2024-04-16 08:59:23 -07:00

45 lines
2.1 KiB
TeX

%\pagebreak
\section{\kcode{tile} Construct}
\label{sec:tile}
\index{constructs!tile@\kcode{tile}}
\index{tile construct@\kcode{tile} construct}
\index{tile construct@\kcode{tile} construct!sizes clause@\kcode{sizes} clause}
\index{sizes clause@\kcode{sizes} clause}
\index{clauses!sizes@\kcode{sizes}}
In the following example a \kcode{tile} construct transforms two nested loops
within the \ucode{func1} function into four nested loops.
The tile sizes in the \kcode{sizes} clause are applied from outermost
to innermost loops (left-to-right).

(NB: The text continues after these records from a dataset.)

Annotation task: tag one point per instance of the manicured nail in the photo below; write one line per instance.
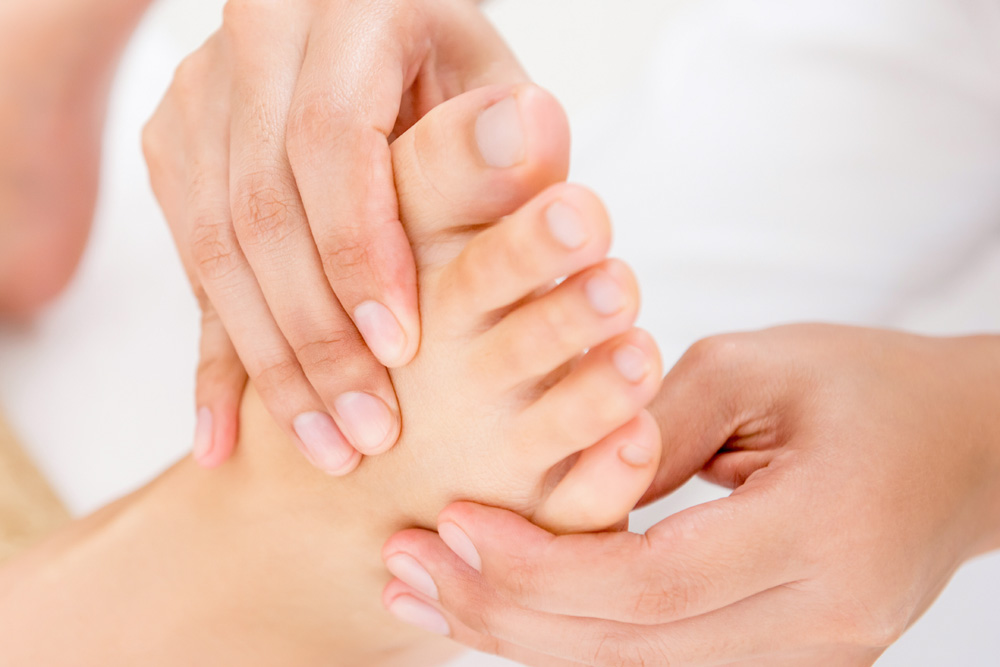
(366, 419)
(566, 225)
(324, 444)
(412, 611)
(381, 331)
(459, 542)
(203, 435)
(604, 294)
(406, 568)
(500, 135)
(631, 362)
(635, 455)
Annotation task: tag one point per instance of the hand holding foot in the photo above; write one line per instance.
(865, 466)
(524, 394)
(270, 157)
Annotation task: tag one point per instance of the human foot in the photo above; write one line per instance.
(499, 406)
(56, 62)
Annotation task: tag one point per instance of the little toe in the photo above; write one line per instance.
(537, 338)
(558, 233)
(606, 481)
(478, 157)
(609, 387)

The effective tiling operation is illustrated in
the \ucode{func2} function.
(For easier illustration, tile sizes for all examples in this section evenly
divide the iteration counts so that there are no remainders.)
In the following C/C++ code the inner loop traverses columns
and the outer loop traverses the rows of a 100x128 (row x column) matrix.
The \kcode{sizes(\ucode{5,16})} clause of the \kcode{tile} construct specifies
a 5x16 blocking, applied to the outer (row) and inner (column) loops.
The worksharing-loop construct before the \kcode{tile}
construct is applied after the transform.
\cexample[5.1]{tile}{1}
In the following Fortran code the inner loop traverses rows
and the outer loop traverses the columns of a 128x100 (row x column) matrix.
The \kcode{sizes(\ucode{5,16})} clause of the \kcode{tile} construct specifies
a 5x16 blocking, applied to the outer (column) and inner (row) loops.
The worksharing-loop construct before the \kcode{tile}
construct is applied after the transform.
\ffreeexample[5.1]{tile}{1}
\clearpage
This example illustrates transformation nesting.
Here, a 4x4 ``outer'' \kcode{tile} construct is applied to the ``inner'' tile transform shown in the example above.
The effect of the inner loop is shown in \ucode{func2} (cf.\ \ucode{func2} in \example{tile.1.c}).
The outer \kcode{tile} construct's \kcode{sizes(\ucode{4,4})} clause applies a 4x4 tile upon the resulting
blocks of the inner transform. The effective looping is shown in \ucode{func3}.
\cexample[5.1]{tile}{2}
\ffreeexample[5.1]{tile}{2}